Fierce competition for multifamily properties in ‘A’ markets

posted in: Commercial Real Estate | 0

Institutional investors bidding on smaller and smaller buildings

By Steve Bergsman, Monday, November 26, 2012. Inman News®

Anyone interested in residential, if not commercial, real estate over the past couple of years knows the big plays have been in the multifamily sector.

The reasons are fairly obvious. During the boom years, the flood of easy money into single-family homes left the apartment sector on the sidelines. Then came the recession and multifamily was starved for new development capital. The end result was a shortage of new multifamily projects just as the need for rentals began to lift in a big way — not only from folks who lost their homes during the recession but from young people who were finally making enough money to move into their first rental situation.

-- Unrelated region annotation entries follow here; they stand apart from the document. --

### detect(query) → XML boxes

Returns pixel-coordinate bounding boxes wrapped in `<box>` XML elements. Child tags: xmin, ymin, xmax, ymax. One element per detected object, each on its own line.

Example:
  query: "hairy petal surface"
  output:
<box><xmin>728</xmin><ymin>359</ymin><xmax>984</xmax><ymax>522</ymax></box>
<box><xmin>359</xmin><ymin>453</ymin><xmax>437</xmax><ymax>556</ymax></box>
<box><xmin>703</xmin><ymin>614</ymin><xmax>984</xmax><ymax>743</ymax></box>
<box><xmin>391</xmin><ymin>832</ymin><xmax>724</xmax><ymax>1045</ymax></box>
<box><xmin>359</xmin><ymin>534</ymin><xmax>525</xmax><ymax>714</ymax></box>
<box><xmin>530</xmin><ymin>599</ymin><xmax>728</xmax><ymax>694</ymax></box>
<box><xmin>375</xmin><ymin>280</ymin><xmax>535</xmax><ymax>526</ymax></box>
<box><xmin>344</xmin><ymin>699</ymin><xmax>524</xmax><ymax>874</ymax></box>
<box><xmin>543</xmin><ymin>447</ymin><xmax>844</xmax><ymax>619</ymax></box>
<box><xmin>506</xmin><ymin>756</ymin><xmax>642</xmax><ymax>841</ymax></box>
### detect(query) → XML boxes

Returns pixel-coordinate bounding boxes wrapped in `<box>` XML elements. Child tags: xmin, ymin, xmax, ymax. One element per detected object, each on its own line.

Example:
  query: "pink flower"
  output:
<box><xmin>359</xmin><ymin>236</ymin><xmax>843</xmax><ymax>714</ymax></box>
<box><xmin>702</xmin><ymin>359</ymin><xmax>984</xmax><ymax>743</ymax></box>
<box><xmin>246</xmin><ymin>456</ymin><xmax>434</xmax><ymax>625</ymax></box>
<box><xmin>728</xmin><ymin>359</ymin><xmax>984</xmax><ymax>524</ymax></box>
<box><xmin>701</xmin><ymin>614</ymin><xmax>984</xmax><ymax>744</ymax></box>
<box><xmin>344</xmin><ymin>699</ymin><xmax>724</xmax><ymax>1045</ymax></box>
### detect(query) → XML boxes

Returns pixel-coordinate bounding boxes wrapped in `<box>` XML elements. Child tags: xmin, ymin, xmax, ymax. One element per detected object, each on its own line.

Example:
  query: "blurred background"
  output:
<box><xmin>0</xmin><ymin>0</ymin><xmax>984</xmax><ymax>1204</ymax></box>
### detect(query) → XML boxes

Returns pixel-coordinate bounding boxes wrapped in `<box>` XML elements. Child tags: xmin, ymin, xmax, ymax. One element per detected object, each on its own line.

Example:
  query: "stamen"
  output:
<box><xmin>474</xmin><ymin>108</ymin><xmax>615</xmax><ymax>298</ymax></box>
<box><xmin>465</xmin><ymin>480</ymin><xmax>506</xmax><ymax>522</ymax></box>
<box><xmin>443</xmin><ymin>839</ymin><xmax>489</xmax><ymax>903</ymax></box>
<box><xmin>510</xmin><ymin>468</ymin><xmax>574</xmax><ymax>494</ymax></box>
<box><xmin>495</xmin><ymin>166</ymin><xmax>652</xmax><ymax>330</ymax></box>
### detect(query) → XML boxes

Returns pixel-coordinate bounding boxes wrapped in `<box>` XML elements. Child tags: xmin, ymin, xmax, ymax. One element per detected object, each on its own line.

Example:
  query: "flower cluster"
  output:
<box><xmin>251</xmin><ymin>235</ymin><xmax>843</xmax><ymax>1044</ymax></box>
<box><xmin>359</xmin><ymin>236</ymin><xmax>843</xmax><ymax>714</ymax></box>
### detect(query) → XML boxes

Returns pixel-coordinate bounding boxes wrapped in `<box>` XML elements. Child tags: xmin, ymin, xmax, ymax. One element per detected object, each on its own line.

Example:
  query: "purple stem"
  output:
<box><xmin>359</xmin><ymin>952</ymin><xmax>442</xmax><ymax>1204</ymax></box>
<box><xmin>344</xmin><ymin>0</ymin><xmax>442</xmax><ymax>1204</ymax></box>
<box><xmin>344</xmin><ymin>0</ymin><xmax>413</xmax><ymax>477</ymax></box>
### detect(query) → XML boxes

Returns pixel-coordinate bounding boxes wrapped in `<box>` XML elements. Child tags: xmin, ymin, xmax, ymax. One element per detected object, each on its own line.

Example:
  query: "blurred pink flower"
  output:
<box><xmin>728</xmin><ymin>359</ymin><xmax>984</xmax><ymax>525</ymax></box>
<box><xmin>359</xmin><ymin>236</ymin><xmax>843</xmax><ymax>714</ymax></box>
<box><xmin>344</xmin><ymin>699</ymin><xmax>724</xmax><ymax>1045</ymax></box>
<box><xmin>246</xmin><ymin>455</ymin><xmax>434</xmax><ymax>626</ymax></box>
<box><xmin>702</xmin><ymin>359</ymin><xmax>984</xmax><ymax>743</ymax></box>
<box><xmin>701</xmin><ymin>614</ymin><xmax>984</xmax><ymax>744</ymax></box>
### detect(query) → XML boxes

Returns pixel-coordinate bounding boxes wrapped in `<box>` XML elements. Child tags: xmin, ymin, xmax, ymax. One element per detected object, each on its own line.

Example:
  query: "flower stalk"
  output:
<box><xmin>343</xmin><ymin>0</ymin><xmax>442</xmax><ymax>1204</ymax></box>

A couple of data points: According to the Census Bureau, apartment building starts were trending toward 229,000 units this year, a substantial improvement over the 100,000 to 167,000 units built from 2009 to 2011; and the Survey of Market Absorption of Apartments reports second-quarter, three-month, absorption rates for multifamily rentals increased 61 percent after falling to 56 percent during the first quarter of 2012.

For the past three years, capital returned to the multifamily sector, not only for new building, but investment dollars as well. Indeed, institutional investment in the sector has been so rampant that capitalization rates (ratio between net operating income and capital cost) have dropped into the 5 percent to 6 percent range.